This recipe is different and interesting to try. Full detailed recipe here > Stuffed Butternut Squash recipe
Ingredients: You will need 2 small butternut squashes, 1 cup of rinsed quinoa, and 2 cups of vegetable broth to cook the quinoa. The savory filling includes 1 cup of chopped mushrooms, 1 small onion, 2 cloves of minced garlic, and 1 tbsp of olive oil. Season with salt and pepper, and optionally top with ½ cup of shredded cheese and a garnish of ¼ cup of fresh parsley.
- Instructions:
- Preheat the oven to 400∘F (200∘C).
- Roast the Squash: Halve the squashes, scoop out the seeds, brush with olive oil, season, and roast cut-side-up for 35–40 minutes until tender.
- Cook the Quinoa: Boil the vegetable broth, add the rinsed quinoa, cover, and simmer for 15 minutes until the liquid is absorbed. Fluff with a fork.
- Prepare the Filling: Sauté the onion, garlic, and mushrooms in olive oil until tender. Stir in the cooked quinoa and season with salt and pepper.

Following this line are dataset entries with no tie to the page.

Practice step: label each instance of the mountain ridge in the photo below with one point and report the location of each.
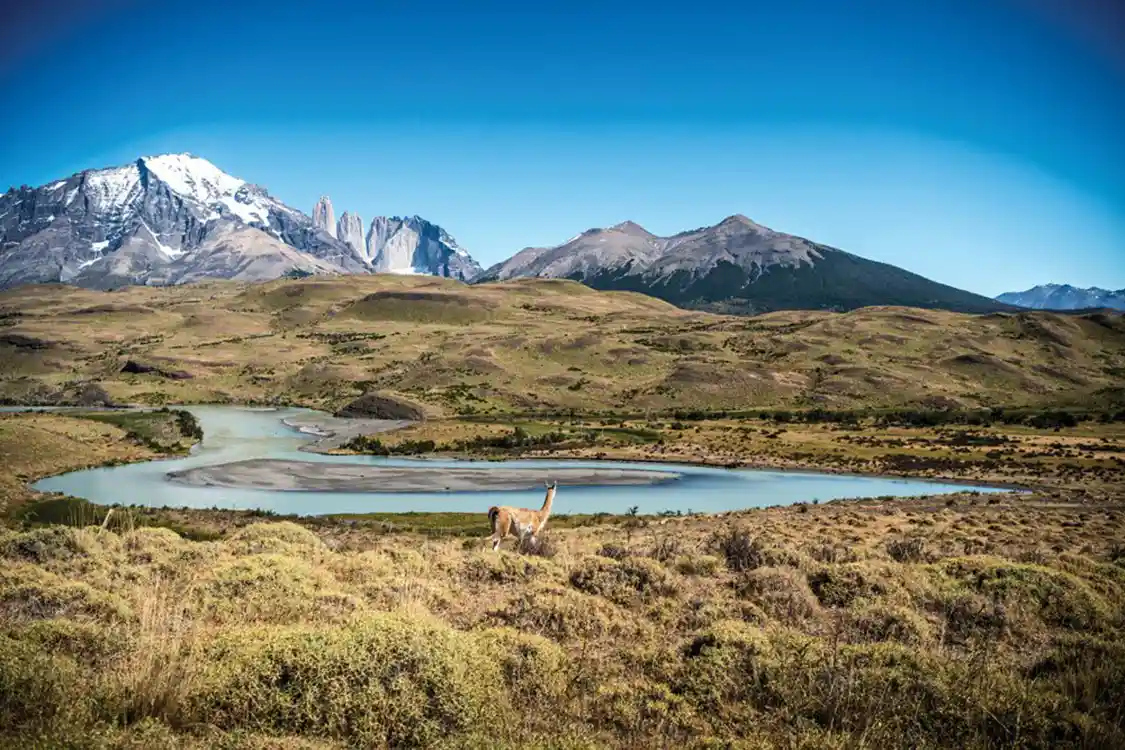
(736, 265)
(172, 218)
(1065, 297)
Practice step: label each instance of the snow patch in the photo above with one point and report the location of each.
(114, 187)
(192, 177)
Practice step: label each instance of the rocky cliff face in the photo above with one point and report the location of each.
(177, 217)
(414, 245)
(323, 216)
(350, 232)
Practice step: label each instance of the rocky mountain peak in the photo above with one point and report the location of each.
(631, 227)
(350, 232)
(323, 216)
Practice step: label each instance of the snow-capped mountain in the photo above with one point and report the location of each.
(1064, 297)
(168, 219)
(734, 267)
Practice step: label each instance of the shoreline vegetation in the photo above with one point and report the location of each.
(970, 621)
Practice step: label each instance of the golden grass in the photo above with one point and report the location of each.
(539, 344)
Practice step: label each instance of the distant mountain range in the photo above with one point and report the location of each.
(734, 267)
(177, 218)
(1064, 297)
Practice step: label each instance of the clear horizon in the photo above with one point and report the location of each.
(975, 144)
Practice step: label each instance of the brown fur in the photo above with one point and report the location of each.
(521, 523)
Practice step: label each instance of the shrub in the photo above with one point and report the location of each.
(907, 550)
(534, 669)
(30, 593)
(540, 545)
(281, 536)
(839, 586)
(384, 680)
(740, 550)
(698, 565)
(271, 588)
(42, 544)
(564, 614)
(37, 687)
(613, 551)
(781, 593)
(623, 581)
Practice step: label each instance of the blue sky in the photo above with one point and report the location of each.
(977, 143)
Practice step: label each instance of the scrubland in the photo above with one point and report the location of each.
(968, 621)
(974, 621)
(533, 345)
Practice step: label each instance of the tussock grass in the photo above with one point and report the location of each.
(785, 629)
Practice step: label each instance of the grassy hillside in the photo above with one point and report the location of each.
(533, 345)
(865, 624)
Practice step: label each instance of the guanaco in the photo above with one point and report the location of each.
(522, 523)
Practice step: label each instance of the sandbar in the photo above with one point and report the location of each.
(325, 477)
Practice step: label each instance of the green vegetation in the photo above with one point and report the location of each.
(843, 624)
(540, 348)
(161, 430)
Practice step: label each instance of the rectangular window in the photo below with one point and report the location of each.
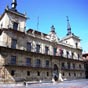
(38, 73)
(28, 61)
(73, 66)
(78, 56)
(46, 50)
(80, 66)
(67, 54)
(38, 63)
(63, 65)
(47, 73)
(28, 73)
(15, 26)
(13, 44)
(13, 60)
(61, 52)
(28, 46)
(47, 63)
(12, 72)
(68, 64)
(54, 51)
(37, 48)
(72, 55)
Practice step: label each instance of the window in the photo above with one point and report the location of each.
(61, 52)
(13, 60)
(28, 61)
(72, 55)
(68, 64)
(13, 44)
(73, 66)
(28, 73)
(46, 50)
(63, 74)
(38, 63)
(47, 73)
(63, 65)
(38, 73)
(76, 44)
(78, 56)
(74, 74)
(80, 66)
(28, 46)
(54, 51)
(37, 48)
(47, 63)
(15, 26)
(67, 54)
(12, 72)
(69, 74)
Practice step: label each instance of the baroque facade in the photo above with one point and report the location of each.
(85, 58)
(33, 55)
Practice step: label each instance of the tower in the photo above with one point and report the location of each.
(68, 27)
(70, 38)
(13, 19)
(14, 4)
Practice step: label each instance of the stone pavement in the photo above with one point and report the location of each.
(81, 83)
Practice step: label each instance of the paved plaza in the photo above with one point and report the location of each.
(82, 83)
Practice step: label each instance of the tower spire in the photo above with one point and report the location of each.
(14, 4)
(52, 28)
(68, 26)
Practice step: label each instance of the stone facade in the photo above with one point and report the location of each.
(32, 55)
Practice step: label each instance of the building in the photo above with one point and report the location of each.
(33, 55)
(85, 58)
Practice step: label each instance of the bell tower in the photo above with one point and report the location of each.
(13, 19)
(14, 4)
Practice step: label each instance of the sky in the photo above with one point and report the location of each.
(54, 12)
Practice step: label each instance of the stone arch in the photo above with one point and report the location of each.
(55, 72)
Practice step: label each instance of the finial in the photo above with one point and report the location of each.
(14, 4)
(52, 28)
(68, 26)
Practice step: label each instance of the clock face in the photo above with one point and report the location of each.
(15, 18)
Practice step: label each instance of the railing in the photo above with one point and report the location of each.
(33, 49)
(18, 28)
(28, 66)
(66, 68)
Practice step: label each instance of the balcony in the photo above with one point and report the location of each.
(27, 66)
(77, 69)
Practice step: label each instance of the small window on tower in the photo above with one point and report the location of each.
(15, 25)
(76, 44)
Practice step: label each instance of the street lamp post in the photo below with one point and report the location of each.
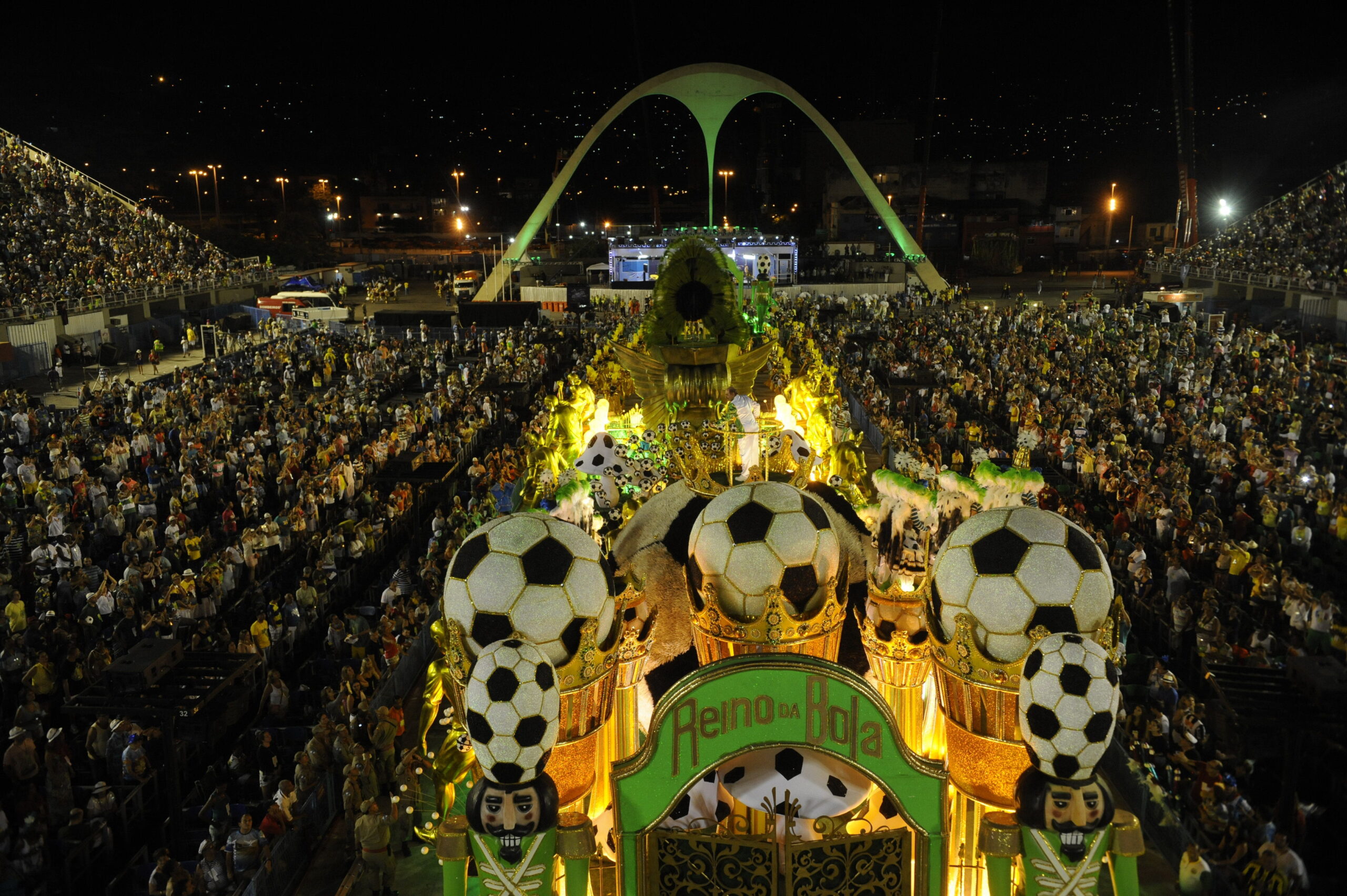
(1113, 207)
(196, 177)
(215, 184)
(727, 176)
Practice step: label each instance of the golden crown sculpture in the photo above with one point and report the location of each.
(634, 651)
(779, 630)
(900, 658)
(701, 452)
(898, 643)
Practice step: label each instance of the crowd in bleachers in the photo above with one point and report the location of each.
(64, 239)
(1209, 468)
(224, 507)
(1302, 235)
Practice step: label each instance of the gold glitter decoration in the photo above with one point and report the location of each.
(776, 631)
(571, 767)
(984, 767)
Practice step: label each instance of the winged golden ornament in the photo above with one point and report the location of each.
(696, 333)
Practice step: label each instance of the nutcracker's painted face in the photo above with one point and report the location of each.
(509, 813)
(1071, 809)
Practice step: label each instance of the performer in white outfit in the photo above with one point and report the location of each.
(748, 411)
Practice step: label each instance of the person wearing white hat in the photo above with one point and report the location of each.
(21, 760)
(103, 803)
(61, 797)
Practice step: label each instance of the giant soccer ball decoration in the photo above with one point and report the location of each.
(512, 710)
(759, 535)
(819, 784)
(1069, 705)
(1014, 569)
(705, 805)
(530, 575)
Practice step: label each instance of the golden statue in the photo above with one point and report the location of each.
(846, 460)
(696, 337)
(565, 426)
(449, 764)
(543, 469)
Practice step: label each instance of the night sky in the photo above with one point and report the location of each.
(398, 97)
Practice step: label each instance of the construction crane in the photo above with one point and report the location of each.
(1180, 69)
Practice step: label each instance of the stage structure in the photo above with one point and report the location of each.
(710, 92)
(636, 260)
(711, 654)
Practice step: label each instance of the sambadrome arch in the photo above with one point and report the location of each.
(710, 92)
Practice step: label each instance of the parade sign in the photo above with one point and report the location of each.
(749, 702)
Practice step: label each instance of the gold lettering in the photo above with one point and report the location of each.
(732, 720)
(763, 709)
(685, 728)
(838, 717)
(871, 744)
(816, 707)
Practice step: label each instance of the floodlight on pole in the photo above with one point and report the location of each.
(196, 177)
(215, 184)
(727, 176)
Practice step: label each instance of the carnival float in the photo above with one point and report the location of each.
(711, 652)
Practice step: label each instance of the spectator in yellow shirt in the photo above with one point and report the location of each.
(262, 638)
(17, 613)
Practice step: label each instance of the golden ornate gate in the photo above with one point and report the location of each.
(702, 863)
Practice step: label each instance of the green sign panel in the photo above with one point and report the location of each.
(749, 702)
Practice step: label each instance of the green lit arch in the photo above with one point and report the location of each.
(710, 90)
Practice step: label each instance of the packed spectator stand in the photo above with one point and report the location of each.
(1209, 467)
(66, 239)
(240, 507)
(1300, 237)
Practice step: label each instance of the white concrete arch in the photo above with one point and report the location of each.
(710, 90)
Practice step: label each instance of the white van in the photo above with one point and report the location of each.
(336, 313)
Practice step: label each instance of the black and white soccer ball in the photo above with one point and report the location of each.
(1069, 705)
(534, 576)
(1014, 569)
(605, 836)
(758, 535)
(512, 710)
(881, 811)
(601, 456)
(703, 805)
(821, 784)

- Stuff and Finish: Spoon the filling evenly into the roasted squash halves. If using, sprinkle with cheese and bake for an additional 5 minutes until melted.
- Garnish with fresh parsley and serve warm.
by cookerdoer
2 Comments
Looks pretty. Question though, I’ve never toasted my squash cut side up, if expect to get a better maillard reaction having the flesh in contact with the oil on the parchment. Is this so it’s easy to see when it’s done?
Gonna make this once it gets cool here. Thanks for sharing!